Poor air quality in schools is linked to health implications

Pupils in schools with lower air quality are more likely to experience health-related problems, according to a report published in Environment Health. 

Air quality amongst children is of increasing concern amongst many researchers as more and more research is revealing that younger children are more at risk to the health implications of air quality. 

Researchers from the National Institute for Health and Welfare set out to investigate the impacts of air quality across 129 primary school buildings in Helsinki.

They began their investigation by assessing each primary school for its air quality and then they asked 12,000 pupils to fill out a survey based on the Finnish Institute of Health and Welfare’s indoor air questionnaire, in order to gather data about the pupil’s symptoms. 

The researchers found that inadequate air quality was linked to the pupils respiratory and general health symptoms, such as colds, coughs and headaches. 

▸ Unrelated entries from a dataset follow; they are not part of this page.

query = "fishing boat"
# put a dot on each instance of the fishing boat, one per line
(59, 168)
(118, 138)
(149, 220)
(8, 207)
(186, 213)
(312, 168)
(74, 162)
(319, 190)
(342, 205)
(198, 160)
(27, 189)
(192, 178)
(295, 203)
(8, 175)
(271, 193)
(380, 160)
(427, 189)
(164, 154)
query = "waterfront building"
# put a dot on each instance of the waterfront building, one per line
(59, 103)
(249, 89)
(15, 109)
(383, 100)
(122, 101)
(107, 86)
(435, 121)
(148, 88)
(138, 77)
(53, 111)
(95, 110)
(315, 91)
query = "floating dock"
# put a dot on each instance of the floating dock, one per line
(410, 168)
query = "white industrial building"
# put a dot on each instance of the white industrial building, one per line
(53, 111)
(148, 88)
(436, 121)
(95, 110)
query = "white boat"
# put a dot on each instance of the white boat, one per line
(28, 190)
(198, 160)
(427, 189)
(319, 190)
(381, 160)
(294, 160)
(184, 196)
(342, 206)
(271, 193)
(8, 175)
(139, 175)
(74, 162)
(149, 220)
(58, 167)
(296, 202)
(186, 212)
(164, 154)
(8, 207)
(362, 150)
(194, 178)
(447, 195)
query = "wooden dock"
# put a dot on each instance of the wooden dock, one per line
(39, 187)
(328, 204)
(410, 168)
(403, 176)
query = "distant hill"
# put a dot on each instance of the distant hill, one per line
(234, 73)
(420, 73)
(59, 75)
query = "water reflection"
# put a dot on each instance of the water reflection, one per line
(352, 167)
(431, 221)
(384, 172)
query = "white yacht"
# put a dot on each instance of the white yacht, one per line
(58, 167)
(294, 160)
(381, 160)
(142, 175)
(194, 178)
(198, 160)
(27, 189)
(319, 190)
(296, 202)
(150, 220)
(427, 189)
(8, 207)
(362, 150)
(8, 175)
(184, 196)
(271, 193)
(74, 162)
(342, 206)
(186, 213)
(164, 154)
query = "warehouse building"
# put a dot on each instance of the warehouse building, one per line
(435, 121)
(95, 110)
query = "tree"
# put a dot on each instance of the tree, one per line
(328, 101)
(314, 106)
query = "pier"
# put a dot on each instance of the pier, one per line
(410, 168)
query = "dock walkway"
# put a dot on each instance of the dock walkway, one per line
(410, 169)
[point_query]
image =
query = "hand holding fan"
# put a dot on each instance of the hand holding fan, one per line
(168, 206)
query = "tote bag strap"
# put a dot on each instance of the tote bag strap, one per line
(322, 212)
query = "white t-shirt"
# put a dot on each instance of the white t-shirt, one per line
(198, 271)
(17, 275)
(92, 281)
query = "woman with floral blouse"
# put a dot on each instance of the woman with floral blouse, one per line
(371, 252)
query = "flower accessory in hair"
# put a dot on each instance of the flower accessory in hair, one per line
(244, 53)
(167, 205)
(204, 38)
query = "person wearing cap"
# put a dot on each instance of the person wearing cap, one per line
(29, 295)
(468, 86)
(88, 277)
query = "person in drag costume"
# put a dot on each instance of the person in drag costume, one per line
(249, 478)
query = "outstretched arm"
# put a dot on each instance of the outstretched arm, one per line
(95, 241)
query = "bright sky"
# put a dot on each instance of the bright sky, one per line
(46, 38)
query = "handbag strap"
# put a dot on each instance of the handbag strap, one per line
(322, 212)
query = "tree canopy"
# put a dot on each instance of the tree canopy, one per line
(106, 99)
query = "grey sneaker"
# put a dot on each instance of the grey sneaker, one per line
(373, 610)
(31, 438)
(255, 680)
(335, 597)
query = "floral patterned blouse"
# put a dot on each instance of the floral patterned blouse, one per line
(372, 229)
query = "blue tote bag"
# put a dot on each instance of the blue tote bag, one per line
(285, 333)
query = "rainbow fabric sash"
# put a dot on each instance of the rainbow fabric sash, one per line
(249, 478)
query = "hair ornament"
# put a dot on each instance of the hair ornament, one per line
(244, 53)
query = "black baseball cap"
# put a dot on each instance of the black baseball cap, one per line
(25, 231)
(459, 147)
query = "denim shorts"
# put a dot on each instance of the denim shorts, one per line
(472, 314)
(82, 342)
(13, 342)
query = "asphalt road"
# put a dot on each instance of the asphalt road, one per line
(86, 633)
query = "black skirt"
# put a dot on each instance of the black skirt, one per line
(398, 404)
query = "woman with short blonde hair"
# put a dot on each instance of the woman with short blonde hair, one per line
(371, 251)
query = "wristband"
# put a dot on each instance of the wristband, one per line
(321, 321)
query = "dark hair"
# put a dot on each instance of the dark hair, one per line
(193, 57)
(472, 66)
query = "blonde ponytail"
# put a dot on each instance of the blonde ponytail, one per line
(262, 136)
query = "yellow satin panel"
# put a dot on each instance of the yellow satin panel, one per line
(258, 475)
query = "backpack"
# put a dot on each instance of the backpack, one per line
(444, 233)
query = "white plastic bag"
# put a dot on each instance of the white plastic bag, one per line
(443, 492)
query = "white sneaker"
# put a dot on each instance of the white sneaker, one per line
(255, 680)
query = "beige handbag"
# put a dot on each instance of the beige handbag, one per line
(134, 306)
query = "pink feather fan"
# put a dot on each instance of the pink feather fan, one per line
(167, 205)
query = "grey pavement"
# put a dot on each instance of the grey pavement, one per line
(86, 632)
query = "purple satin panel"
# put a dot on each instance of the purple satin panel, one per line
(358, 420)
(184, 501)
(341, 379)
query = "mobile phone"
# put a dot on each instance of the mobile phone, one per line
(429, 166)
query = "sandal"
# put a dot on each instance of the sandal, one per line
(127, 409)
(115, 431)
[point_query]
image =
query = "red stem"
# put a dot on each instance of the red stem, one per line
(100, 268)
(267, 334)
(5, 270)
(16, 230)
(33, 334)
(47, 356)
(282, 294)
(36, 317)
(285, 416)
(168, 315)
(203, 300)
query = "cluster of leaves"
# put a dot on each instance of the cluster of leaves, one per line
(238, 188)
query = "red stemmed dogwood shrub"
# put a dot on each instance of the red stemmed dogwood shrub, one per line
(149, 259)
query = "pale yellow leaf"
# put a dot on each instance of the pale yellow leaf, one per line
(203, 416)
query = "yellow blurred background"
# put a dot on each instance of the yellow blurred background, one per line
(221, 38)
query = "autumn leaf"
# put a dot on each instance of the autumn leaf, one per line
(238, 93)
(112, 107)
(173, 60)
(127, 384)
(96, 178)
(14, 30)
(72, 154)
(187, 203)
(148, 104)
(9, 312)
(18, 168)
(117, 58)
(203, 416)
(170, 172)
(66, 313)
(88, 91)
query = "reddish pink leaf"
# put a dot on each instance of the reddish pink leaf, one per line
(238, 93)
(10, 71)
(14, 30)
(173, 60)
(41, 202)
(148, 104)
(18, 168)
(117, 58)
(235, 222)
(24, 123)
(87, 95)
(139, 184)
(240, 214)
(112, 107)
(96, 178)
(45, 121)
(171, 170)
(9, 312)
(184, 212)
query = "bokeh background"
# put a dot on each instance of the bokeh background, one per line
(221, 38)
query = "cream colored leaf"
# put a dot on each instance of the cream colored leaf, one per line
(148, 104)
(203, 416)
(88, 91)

However, they concluded that more research is needed in order to reliably assess air quality. Other factors can influence these health symptoms, such as age, health and stress, therefore they concluded that it is not possible to reliably assess the relationship between air quality and health symptoms based on these factors alone. 

The authors of the study said that much more research is needed in order to fully understand the impacts of poor indoor air quality at schools. 

Professor Juha Pekkanen, said: ‘We need more research on how much indoor air impurities explain the differences in symptoms between schools in comparison to other factors that influence these symptoms.

‘To date, these other factors have not been thoroughly researched.’ 

Air Quality News has reported on various studies that have linked poor air quality to health implications amongst children. 

For example, in August last year (2019) a study was published estimating that up to 33% of new childhood asthma cases could be prevented every year if European countries met tougher PM2.5 guidelines. 

Another study has also found a link between childhood exposure to air pollution and disorders such as ADHD and autism.